The drug maker issued a report indicating list prices for its medicines rose a hefty 14 percent last year, but less than the 16.5 percent increase in 2015. However, the average discounts off US list prices rose to 50 percent from 28 percent over the past five years. As a result, Lilly maintained increases in net prices — after paying rebates and discounts — fell to 2.4 percent from 9.4 percent in 2015 (see page 15).

“Our discounts are now larger than ever,” Lilly chief executive David Ricks wrote in a blog post to announce the report. “… We hope this greater level of transparency makes it easier for patients, physicians, policymakers, and others to understand our pricing and our efforts to help make our medicines affordable for everyone.”

The disclosure is the latest attempt by a major drug maker to push back against rising controversy over the increasing cost of medicines. Numerous polls have indicated that Americans want the federal government to take action and President Trump has accused drug makers of “getting away with murder,” although his administration has not yet issued any concrete proposal.

In response, a few drug makers — Allergan and Novo Nordisk, for instance — have committed to limiting most annual price hikes to single-digit increases or have released select pricing data, as Merck and Johnson & Johnson recently did. An increasingly favorite tactic, however, is to argue that discounts and rebates eat up much of the higher prices, as Lilly has done in its report.

Drug makers are pointing fingers at pharmacy benefit managers, which negotiate rebates and discounts in exchange for placing drugs on formulary lists for insurance coverage. The pharmaceutical industry maintains that pharmacy benefit managers boost rebates in order to bolster their own profit margins. The pharmacy benefit mangers deny this and counter that their negotiations lower prices for health plans

Lilly is under added pressure after lawmakers asked federal authorities to investigate the company and two rivals — Sanofi and Novo Nordisk — for alleged price collusion over insulin. Consumer lawsuits followed.
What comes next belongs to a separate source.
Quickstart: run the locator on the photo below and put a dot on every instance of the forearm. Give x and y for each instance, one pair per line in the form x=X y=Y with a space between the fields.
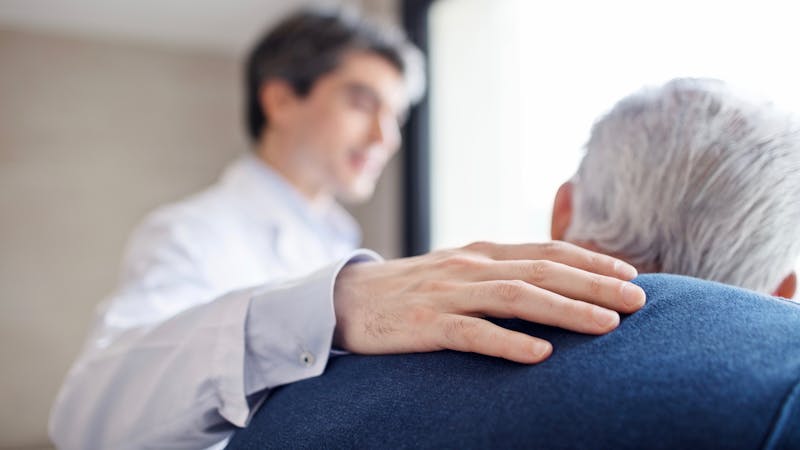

However, the argument offered by Lilly may fall short of its goal.

For one thing, the report only offers so-called top-line information — there is no data about pricing for specific medicines. As a result, there is no way to actually know the extent to which Lilly raised prices on some of its most widely used or expensive medications, for instance, and how rebates and discounts may have affected what health plans ultimately paid.

Another point worth noting is that Lilly also subtracted “channel costs,” along with rebates and discounts given to pharmacy benefit managers and insurers in order to calculate net prices. A company spokesman defined these costs as payments to wholesalers.

“There are discounts that reduce the price of a drug for everyone and there are rebates that do not reduce prices for everyone. But if a wholesaler does not pass along discounts, then these may not be reducing the overall cost of the medicine, and that’s confusing.” said Dr. Walid Gellad, an associate professor of medicine and the co-director of the Center for Pharmaceutical Policy and Prescribing at the University of Pittsburgh.

“What they’re doing is trying to make the point that the amount they’re getting for their drugs is not going up 15 to 20 percent every year,” he continued. “I think that the main purpose they’re trying to demonstrate is the amount they get for drugs is not as much as everyone thinks. So it’s not so much about transparency but about defending their position.”